A native of Port Orchard, Washington, soprano Naomi Isabel Ruiz earned a Performer Diploma and a Master of Music in Voice Performance from Indiana University, where she studied with Patricia Wise. While a student at IU, Ms. Ruiz appeared with the Indiana University Opera Theatre as Zerlina in Don Giovanni and Antonia in A Wedding by Willam Bolcom. Additionally, she performed Fiordiligi in Così fan tutte under the guidance of Martina Arroyo and was seen in IU Opera Workshop productions directed by Carol Vaness. During her final year at IU, she taught voice class as an Associate Instructor. In 2007, she performed as a semifinalist in the Palm Beach Opera Vocal Competition, was an IU Travel Grant Competition Award winner and won first place in the Indianapolis Matinee Musicale Competition. Through Mu Phi Epsilon, Ms. Ruiz was awarded a 2007 Summer Scholarship and a 2006 International Brena Hazzard Voice Scholarship.

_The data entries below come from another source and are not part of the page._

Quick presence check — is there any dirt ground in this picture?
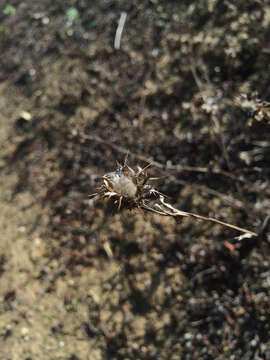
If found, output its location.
[0,0,270,360]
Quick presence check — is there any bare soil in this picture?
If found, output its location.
[0,0,270,360]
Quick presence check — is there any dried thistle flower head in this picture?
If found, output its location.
[91,160,257,236]
[93,161,155,209]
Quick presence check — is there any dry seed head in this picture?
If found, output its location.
[94,162,153,208]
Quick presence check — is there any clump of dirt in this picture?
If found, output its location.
[0,0,270,360]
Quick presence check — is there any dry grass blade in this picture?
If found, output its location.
[151,196,258,236]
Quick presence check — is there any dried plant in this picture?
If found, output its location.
[90,160,258,236]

In the summer of 2007, Ms. Ruiz was invited to perform Mimì in La bohème with the Janiec Opera Company at the Brevard Music Center. The summer of 2005, she was seen as Ännchen in Der Freischütz and Constance in Dialogues des Carmélites in BASOTI opera scene productions. Ms. Ruiz participated in the master class of Patricia Wise at the Mozarteum in Salzburg, Austria in the summer of 2004. This summer, she was selected to participate in Timothy Noble's Charlie Creek Vocal Workshop.
As a McNair Scholar, Ms. Ruiz graduated cum laude with a BM in Choral Music Education from Central Washington University. While studying at CWU, she performed in newly composed one-act operas, including Obassan in Sedge Hats, the title role in Soul Catcher, and in many opera scenes as well as the title role in Cinderella with Valley Musical Theatre.
As a first-year member of the Minnesota Opera Resident Artist Program, Ms. Ruiz will perform Ines in Il trovatore by Verdi, Rosaura in The Adventures of Pinocchio by Dove, Berta in The Barber of Seville and will cover the role of Marguerite in Gounod's Faust. Next season she returns to sing roles in La bohème and Salome. This summer, Ms. Ruiz will be a Des Moines Metro Opera young artist.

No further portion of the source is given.